Sul filo di una disamina continua di queste categorie – insistendo su “guerra totale” e “pace armata” –, nelle conclusioni Gros affronta la fatidica domanda sulla guerra. Non le cause, né le ragioni: il “perché” di fondo. Libera il campo dalle tesi della guerra come parte essenziale della natura umana, di una presunta bestialità, o freudianamente di un’aggressività “naturale” (più o meno inconscia) che spingerebbe ai conflitti; ed è interessante come riesca a inquadrare la guerra in Ucraina recuperando Hobbes, ma integrandolo con Hegel e Marx. Nel XIII capitolo del Leviatano, Hobbes parlava dell’avidità materiale, della paura, e della vanità (la ricerca di gloria, o l’esibizione di potenza) come motori dei conflitti. Il primo fattore, l’avidità, può spiegare la guerra a partire dalla proprietà privata, e dalla scarsità di risorse: sono note le tesi marxiste dell’imperialismo come conseguenza del capitalismo, sua fase suprema; e il caso ucraino chiaramente ci riporta alla «volontà russa di controllare il granaio d’Europa» (p. 125). In seconda battuta, la paura è ciò che, nell’instabilità generale dell’anarchia internazionale e della debolezza dell’ONU, fa scattare una “guerra preventiva” – un’aggressione raccontata come legittima difesa dall’espansione della NATO. Quanto alla vanità, contropartita della paura, questa non sarebbe altro che l’esibizione della potenza: la guerra è una ricerca del riconoscimento per il quale ogni Stato gioca hegelianamente “la vita per la vita”; o, in termini attuali, «l’Ucraina è l’ultimo bastione che permette alla Russia di credersi un impero» (p. 125). In questo modo Frédéric Gros restituisce una tassonomia sul presente che tuttavia rimane mobile, e ci fa ritornare alla nota formula di Clausewitz, «la guerra come continuazione della politica con altri mezzi». Il presagio che oggi sia essenzialmente la politica ad aver perso il primato, facendosi “continuazione della guerra con altri mezzi”, rimane una questione aperta.

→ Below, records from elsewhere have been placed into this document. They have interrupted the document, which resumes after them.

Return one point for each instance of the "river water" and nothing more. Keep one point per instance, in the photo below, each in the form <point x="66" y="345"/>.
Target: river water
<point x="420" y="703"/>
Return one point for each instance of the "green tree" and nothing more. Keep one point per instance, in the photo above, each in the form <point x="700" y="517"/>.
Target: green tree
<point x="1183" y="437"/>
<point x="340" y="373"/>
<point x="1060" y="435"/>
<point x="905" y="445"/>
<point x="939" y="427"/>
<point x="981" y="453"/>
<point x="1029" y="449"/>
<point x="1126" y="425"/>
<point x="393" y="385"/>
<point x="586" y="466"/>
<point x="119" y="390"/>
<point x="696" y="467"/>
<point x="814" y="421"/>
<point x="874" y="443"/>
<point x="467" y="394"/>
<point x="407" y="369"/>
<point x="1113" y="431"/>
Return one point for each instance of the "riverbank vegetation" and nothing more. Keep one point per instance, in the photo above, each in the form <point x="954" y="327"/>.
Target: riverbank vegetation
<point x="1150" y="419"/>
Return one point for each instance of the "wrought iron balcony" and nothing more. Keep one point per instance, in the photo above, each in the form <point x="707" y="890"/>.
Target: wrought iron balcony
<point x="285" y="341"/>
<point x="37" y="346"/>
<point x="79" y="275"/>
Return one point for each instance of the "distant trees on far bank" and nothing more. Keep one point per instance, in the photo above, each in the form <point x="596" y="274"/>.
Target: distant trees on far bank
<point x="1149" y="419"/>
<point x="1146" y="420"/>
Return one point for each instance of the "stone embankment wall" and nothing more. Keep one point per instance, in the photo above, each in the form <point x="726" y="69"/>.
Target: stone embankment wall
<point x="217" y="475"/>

[1] Frédéric Gros, États de violence. Essai sur la fin de la guerre, Gallimard, Parigi 2006.
[2] Cfr. Carlo Galli, La guerra globale, Laterza, Roma-Bari 2002.
[3] Cfr. l’intervento di Ernesto Galli della Loggia, La coscienza europea e le guerre del Novecento, in Massimo Cacciari, Lucio Caracciolo, Ernesto Galli della Loggia, Elisabetta Rasy, Senza la guerra, il Mulino, Bologna 2016, pp. 9-39.
[4] Si veda Alessandro Colombo, La guerra in Ucraina e l’inarrestabile declino dell’ordine internazionale post-novecentesco, in Ritorno al futuro: Rapporto ISPI 2023, Alessandro Colombo e Paolo Magri (a cura di), Ledizioni, Milano 2023, pp. 25-35.